Production was restarted July 21 after Malaysia's Petronas, the operator of the field in southern Iraq, dispatched personnel to the oil field in southern Iraq in mid-June, according to the Japex spokesman.
News of the Gharraf oil field restart came to light after OPEC+ members on July 15 pared back their production cut commitment. The 23-country coalition enacted a 9.7 million b/d output cut accord in May in response to the coronavirus crisis and will roll the deal back to 7.7 million b/d in August through to the end of the year, maintaining the terms of the agreement laid out in April.
Production at the Gharraf oil field was suspended on March 16 after Baghdad closed all airports as part of its measures to contain the coronavirus pandemic. The field produced an average of 75,000 b/d over January-March, the Japex spokesman said July 20.
The Gharraf field started production in August 2013 under a technical service contract with Iraq's South Oil Co. The consortium consists of Petronas with a 45% stake, Japex Garraf with 30% and North Oil Co. with 25%. Japex holds a 55% stake in Japex Garraf with state-owned Japan Oil, Gas and Metals National Corp. holding 35% and Mitsubishi 10%.
As MRC wrote before, in early May, 2020, Petronas Chemicals (Kuala Lumpur), Malaysia’s leading petrochemicals player, reported a drop in first-quarter sales and earnings citing the coronavirus disease 2019 (COVID-19) pandemic. The sharp decline in petrochemical product prices following the outbreak of COVID-19, the deepening industry downcycle as crude oil prices collapsed due to the OPEC+ fallout, and the recessionary global economic outlook have hurt results, the company says.
Ethylene and propylene are feedstocks for producing polyethylene (PE) and polypropylene (PP).

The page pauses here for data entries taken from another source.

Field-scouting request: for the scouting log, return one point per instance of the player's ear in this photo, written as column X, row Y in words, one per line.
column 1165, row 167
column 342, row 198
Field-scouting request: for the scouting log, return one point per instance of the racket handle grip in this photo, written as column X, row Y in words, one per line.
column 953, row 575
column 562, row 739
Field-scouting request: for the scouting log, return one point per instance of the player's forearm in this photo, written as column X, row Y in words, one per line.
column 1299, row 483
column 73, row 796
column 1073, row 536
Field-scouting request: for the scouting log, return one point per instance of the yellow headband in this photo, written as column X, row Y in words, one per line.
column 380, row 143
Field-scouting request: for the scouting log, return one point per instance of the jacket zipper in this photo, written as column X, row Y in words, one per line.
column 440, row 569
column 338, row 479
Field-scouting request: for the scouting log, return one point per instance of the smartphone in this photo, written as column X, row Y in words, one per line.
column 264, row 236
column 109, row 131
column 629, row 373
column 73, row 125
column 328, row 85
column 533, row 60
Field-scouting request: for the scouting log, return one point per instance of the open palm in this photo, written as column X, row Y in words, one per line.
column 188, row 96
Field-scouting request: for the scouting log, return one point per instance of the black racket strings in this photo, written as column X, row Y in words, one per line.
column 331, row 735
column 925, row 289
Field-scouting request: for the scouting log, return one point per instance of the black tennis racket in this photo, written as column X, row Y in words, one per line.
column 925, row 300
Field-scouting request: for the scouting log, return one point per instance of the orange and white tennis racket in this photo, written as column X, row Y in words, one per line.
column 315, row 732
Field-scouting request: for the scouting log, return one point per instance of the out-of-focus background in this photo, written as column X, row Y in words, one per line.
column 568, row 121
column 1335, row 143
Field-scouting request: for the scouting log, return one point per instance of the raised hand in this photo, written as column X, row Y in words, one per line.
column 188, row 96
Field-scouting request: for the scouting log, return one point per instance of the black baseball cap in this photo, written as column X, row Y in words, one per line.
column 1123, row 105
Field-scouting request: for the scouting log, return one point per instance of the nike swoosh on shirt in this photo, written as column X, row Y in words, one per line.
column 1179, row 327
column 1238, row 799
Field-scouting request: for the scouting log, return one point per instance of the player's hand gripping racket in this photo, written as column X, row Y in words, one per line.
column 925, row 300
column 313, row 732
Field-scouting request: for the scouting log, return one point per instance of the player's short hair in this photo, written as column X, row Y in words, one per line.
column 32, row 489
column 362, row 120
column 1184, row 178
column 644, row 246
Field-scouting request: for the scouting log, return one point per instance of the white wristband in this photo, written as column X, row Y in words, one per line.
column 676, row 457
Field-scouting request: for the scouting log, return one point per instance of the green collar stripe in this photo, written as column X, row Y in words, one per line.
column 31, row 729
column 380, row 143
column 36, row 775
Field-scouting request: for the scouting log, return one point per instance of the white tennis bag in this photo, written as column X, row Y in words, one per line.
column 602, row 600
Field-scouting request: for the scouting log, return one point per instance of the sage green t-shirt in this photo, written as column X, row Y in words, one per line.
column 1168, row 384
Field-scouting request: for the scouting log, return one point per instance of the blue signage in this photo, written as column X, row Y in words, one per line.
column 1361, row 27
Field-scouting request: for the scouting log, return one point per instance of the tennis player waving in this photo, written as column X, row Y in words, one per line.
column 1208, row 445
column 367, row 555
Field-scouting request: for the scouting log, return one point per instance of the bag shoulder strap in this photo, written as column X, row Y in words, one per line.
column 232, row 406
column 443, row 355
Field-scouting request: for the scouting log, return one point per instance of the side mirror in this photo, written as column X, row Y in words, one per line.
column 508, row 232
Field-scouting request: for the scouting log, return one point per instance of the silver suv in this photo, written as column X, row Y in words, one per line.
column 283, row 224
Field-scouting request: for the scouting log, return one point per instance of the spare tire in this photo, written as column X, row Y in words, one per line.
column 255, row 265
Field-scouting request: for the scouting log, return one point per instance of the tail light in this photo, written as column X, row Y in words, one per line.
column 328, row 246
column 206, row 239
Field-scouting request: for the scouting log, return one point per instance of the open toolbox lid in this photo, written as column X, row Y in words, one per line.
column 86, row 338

According to MRC's ScanPlast report, Russia's estimated PE consumption totalled 595,170 tonnes in the first five month of 2020, up by 10% year on year. Deliveries of all ethylene polymers, except for linear low density polyethylene (LLDPE), rose partially because of an increase in capacity utilisation at ZapSibNeftekhim. At the same time, PP shipments to the Russian market was 457,930 tonnes in January-May 2020 (calculated by the formula production minus export plus import). Deliveris of exclusively PP random copolymer increased.